Unknown to the Doctor I've detected what might be the greatest threat the Earth has ever faced. I'll not be much help here but I know he will be. He must be. Moments before I materialized a one-time human passed this way and threw himself into the river. This will be Earth's fate, unless they can stop it. I've arrived in this bleak future London silently. That should be a clue that things are very bad. Inside the control room Ian is staring at the foggy image I'm able to provide, "Well Doctor, where are we now then?"

Beside him Barbara wishes, "Somewhere nice and quiet, I hope."

"Oh yes!
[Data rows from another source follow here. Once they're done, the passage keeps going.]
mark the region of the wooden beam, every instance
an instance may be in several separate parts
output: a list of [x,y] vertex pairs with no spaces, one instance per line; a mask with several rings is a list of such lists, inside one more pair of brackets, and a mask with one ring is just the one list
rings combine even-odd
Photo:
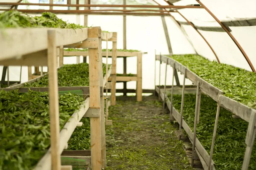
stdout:
[[[88,29],[88,37],[99,38],[100,29],[92,28]],[[99,58],[98,48],[89,49],[90,108],[99,109],[100,99],[99,91]],[[91,168],[94,170],[101,170],[101,119],[99,118],[90,118]]]

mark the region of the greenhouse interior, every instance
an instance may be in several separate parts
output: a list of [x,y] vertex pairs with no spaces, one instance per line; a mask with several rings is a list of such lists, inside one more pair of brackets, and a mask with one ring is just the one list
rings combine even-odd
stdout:
[[256,5],[0,0],[0,170],[256,170]]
Let's have a holiday!" Susan says to her Grandfather.

He ignores her, "Take a look for yourselves." Neither Barbara nor Ian can make out anything. Susan turns to the readouts with a frown. The Doctor says, "Well, it looks like moving water to me. It might be a river...somewhere. I don't know, hmm! What's the reading Susan, hmm?" He moves to her side as she answers.

"Radiation nil, Oxygen normal, pressure normal. Grandfather, it's an earth reading."

This makes the teachers very happy, but I know they won't be when they realize that they are two centuries off the mark for their era and how drastically things have changed in that short time span. "Well I...I don't want to boast but we might be somewhere in London, hmm?" the Doctor tells them.

Ian laughs, "Well, what are we waiting for? Let's go and have a look!"

Barbara eagerly says, "Come on, open the doors."

With her grandfather's permission Susan works the lever and the doors open. We have in deed come to London… Only this future is not one that they will be happy with. I sadly watch them leave.

Once outside Ian says, "Barbara, we made it! We're here!"

The Doctor listens to the quiet, feeling unsettled by it. He pushes the sensation away, "Well, there we are, back home, your planet." He laughs.

"You brought us a long way round, Doctor."

At this the Time Lord laughs again, "More by good luck than judgement, hmm?" His humor carries him through a few moments until he notices the conditions that they are in the midst of, "Oh, what a horrible mess."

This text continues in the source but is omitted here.